Die Entscheidung der rot-roten Landesregierung ist nicht zu verantworten. Die Landesregierung aus SPD und DIE LINKE lässt sich von profitgeleiteten Interessen des Atom- und Kohlekonzerns Vattenfall unter Druck setzen und hat mit ihrer heutigen Entscheidung einen klimapolitischen Rückschritt für Brandenburg beschlossen.

Dem Kohlekonzern Vattenfall zu erlauben, weitere 200 Millionen Tonnen Braunkohle im neuen Tagebau Welzow-Süd II ab 2026 fördern zu können, ist ein Rückschritt für eine schnelle Energiewende, die erneuerbare, dezentrale und demokratische Strukturen in der Energieversorgung schafft. Die Landesregierung ist vor den Interessen des Stromkonzerns eingeknickt und gibt mit ihrer Entscheidung den Klimakiller Kohle eine weitere mittel- bis langfristige Genehmigung.

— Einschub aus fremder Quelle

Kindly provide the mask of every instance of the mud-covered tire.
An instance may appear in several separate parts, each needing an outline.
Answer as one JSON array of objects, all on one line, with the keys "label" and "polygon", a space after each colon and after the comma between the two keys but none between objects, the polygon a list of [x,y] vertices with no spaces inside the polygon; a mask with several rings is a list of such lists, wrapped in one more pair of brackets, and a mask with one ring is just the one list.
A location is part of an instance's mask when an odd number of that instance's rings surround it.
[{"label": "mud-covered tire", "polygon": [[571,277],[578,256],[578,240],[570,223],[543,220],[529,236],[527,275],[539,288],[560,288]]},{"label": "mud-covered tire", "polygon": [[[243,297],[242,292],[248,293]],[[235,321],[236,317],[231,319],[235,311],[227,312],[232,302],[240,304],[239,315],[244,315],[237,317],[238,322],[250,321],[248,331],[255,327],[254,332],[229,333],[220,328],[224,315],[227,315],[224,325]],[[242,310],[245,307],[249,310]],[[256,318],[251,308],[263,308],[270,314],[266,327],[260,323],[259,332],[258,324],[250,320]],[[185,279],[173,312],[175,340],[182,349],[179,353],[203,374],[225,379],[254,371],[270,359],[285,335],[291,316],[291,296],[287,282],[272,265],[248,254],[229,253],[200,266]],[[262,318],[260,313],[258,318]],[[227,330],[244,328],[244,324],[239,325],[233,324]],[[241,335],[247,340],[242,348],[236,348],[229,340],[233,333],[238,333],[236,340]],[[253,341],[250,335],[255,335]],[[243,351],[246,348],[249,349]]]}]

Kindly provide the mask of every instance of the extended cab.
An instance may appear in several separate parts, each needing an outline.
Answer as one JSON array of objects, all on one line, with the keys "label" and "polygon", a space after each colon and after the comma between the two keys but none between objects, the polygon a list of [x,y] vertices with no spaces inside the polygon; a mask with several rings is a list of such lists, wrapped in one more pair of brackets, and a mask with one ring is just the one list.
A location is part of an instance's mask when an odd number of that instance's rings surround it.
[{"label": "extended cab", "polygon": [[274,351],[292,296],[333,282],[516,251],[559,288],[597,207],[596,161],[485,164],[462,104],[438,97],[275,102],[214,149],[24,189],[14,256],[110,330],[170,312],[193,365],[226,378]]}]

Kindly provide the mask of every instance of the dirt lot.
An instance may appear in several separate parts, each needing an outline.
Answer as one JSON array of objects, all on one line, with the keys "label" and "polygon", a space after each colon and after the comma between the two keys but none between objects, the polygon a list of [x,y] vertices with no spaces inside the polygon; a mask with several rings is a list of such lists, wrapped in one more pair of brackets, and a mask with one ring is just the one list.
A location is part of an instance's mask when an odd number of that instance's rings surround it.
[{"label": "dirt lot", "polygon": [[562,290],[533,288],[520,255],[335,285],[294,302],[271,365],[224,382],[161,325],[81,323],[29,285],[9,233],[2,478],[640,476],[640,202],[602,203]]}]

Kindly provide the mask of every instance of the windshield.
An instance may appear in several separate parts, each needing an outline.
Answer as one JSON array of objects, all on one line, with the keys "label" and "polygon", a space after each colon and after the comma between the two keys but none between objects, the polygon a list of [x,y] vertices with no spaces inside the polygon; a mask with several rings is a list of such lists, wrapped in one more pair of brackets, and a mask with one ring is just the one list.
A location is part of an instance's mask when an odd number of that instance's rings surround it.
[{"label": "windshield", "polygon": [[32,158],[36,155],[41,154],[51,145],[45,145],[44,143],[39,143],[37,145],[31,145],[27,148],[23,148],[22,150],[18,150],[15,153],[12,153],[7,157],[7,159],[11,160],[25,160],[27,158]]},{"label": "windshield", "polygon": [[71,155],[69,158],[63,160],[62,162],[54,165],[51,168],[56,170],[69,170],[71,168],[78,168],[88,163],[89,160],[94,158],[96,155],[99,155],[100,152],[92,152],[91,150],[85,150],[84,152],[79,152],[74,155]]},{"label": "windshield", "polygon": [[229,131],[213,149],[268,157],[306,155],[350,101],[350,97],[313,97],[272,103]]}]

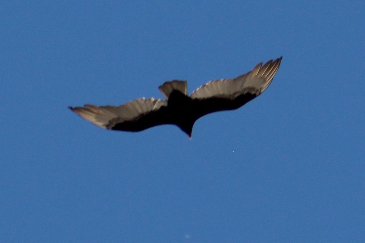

Braunkohlekraftwerke blockieren den schnellen Ausbau von Stromerzeugungsstrukturen auf der Basis von Erneuerbaren Energien. Die trägen und schwer regelbaren Kraftwerke müssen rund um die Uhr laufen und verhindern so den Einsatz von flexiblen und dezentralen Gaskraftwerken als Brückentechnologie. Braunkohle ist ein Klimakiller. Bei der Stromproduktion aus Braunkohle wird das Dreifache an Kohlendioxid freigesetzt wie beim Einsatz von Gaskraftwerken.

Uwe Hiksch, NaturFreunde Berlin: „Die Genehmigung von Welzow-Süd ist nicht notwendig. Wenn die Fraktionsvorsitzende der Fraktion DIE LINKE im Brandenburger Landtag, Margitta Mächtig, behauptet, der Aufschluss von Welzow-Süd sein notwendig für die Versorgungssicherheit, verdreht sie die Tatsachen. Das Gegenteil ist der Fall. Wenn die Landesregierung zur energetischen Versorgungssicherheit beitragen möchte, muss sie die Verstromung von Braunkohle schnellstmöglich beenden und den schnellen Ausbau von erneuerbaren Energieträgern fördern. Braunkohle zerstört das Klima, killt die Landschaft und vertreibt die Menschen aus ihren angestammten Dörfern.“

Grit Gehrau, Vorsitzende der NaturFreunde Brandenburg: „Die Genehmigung eines neuen Braunkohletagebaus wird das zerstörerische Werk des Braunkohleabbaus weiter forcieren. Mehr als 27 000 Menschen mussten bisher durch den Braunkohleabbau umgesiedelt werden, 135 Dörfer wurden zerstört. Dies alles für eine Energieerzeugungsart, die jährlich mehr als 50 Millionen Tonnen klimazerstörendes C02 freisetzt. Die Entscheidung der Landesregierung ist nicht zu verantworten.“

Die NaturFreunde sehen die energiepolitische Glaubwürdigkeit gerade der Partei DIE LINKE infrage gestellt, wenn sie einen neuen Tagebau genehmigt, obwohl die Partei im Wahlkampf das Gegenteil zugesagt hat. Welzow-Süd soll nach den Plänen von Vattenfall ab dem Jahr 2026 Braunkohle fördern. Eine Genehmigung zum jetzigen Zeitpunkt ist daher völlig überflüssig. Der einzige Grund für diese Genehmigung ist, dass die Landesregierung selbst weiß, dass sie gegen die Interessen der überwiegenden Mehrheit der Menschen in Brandenburg handelt und eine solche klimapolitisch verfehlte Entscheidung von Jahr zu Jahr schwerer durchzusetzen sein wird.“

NaturFreunde – aktiv gegen Braunkohleabbau

Die NaturFreunde werden ihren Widerstand gegen diesen energiepolitischen Irrweg weiter fortsetzten. Gemeinsam mit einem breiten Bündnis organisieren sie am 23. August eine internationale deutsch-polnische Menschenkette gegen Braunkohle. Die Menschenkette findet in der Lausitz südlich von Guben/Gubin zwischen Kerkwitz auf deutscher Seite und Grabice auf polnischer Seite statt.

In Berlin und Brandenburg engagieren sich die NaturFreunde aktiv gegen weitere Tagebaue und werden Vorfeldaktionen in Potsdam und Berlin gegen den weiteren Abbau von Braunkohle aktiv unterstützen.